Im übrigen sei der Ausgang des Kriegs in der Ukraine eine Angelegenheit der Mathematik: es fehle nicht nur in den USA an Munition und Manpower. Vor allem aber habe sich Europa schon lange nicht mehr um seine Sicherheit und die Fähigkeit der Abschreckung gekümmert.

Das klingt realistischer als die grüne „Werte“-Politik, wo man „whatever it takes“ ruft, aber im Grunde nichts hat.

Was an der Attacke von Trump und Vance so, ja, erfrischend wirkt: sie entlarvt die Versteinerung des Establishments, in die jahrelange Ausübung der Macht führt.

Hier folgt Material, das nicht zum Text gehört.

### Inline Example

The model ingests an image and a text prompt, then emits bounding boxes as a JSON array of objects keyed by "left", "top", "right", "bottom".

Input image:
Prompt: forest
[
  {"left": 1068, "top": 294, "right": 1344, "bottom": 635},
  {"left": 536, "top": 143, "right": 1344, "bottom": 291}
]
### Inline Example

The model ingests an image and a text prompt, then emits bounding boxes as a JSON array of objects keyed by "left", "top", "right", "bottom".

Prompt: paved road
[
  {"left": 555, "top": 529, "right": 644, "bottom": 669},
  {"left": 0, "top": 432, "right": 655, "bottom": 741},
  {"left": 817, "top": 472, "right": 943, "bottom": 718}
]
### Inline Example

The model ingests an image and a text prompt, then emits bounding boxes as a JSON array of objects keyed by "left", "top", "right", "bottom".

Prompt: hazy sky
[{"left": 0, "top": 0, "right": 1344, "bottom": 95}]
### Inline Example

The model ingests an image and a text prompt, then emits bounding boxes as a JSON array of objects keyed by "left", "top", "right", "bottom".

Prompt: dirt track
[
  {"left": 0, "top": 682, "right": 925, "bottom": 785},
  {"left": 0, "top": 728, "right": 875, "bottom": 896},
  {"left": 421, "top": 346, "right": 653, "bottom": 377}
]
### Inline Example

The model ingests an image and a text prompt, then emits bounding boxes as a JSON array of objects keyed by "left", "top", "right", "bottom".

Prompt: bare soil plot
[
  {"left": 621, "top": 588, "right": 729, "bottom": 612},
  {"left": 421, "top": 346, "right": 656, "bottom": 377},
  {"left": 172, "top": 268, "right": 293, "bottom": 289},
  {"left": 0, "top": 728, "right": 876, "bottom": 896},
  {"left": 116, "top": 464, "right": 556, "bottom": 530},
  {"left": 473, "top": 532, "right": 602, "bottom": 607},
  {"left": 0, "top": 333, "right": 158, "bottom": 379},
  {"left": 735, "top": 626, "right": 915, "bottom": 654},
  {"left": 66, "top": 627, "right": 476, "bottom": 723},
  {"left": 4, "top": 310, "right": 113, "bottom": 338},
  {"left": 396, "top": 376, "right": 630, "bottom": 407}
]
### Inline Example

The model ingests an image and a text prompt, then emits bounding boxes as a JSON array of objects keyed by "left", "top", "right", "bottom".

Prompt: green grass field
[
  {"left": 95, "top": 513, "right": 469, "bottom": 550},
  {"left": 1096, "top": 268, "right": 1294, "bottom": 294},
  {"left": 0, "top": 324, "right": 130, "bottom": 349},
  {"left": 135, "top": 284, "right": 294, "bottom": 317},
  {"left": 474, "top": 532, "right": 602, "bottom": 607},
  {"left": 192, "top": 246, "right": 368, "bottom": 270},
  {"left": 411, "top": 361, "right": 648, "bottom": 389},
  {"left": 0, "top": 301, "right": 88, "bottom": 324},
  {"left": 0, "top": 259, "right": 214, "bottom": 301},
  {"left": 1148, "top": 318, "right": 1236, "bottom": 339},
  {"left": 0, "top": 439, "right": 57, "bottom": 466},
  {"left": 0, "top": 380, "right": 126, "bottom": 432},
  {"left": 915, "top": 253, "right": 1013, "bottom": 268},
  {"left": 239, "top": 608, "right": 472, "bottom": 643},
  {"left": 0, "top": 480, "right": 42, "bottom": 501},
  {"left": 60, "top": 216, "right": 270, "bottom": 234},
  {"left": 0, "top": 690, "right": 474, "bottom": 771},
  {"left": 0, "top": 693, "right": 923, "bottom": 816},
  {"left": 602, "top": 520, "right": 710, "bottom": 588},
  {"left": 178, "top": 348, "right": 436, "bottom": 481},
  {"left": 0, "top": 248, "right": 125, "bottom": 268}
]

Joe Biden war ein Ausdruck dieser völligen Unbeweglichkeit.

Es wird auf die Dauer nichts nützen, wenn man versucht, einfach nur die Tür zuzuhalten gegen die „Bösen“, wie es in der EU gerade wieder praktiziert wird. Trotz ihrer erheblichen Zuwächse bei den EU-Wahlen werden die rechten Parteien in den EU-Institutionen an den Rand gedrängt, sie werden von gesetzgeberischen Aufgaben ferngehalten, so dass ihr Einfluss begrenzt bleibt.

Könnte sein, dass sich das mal rächt.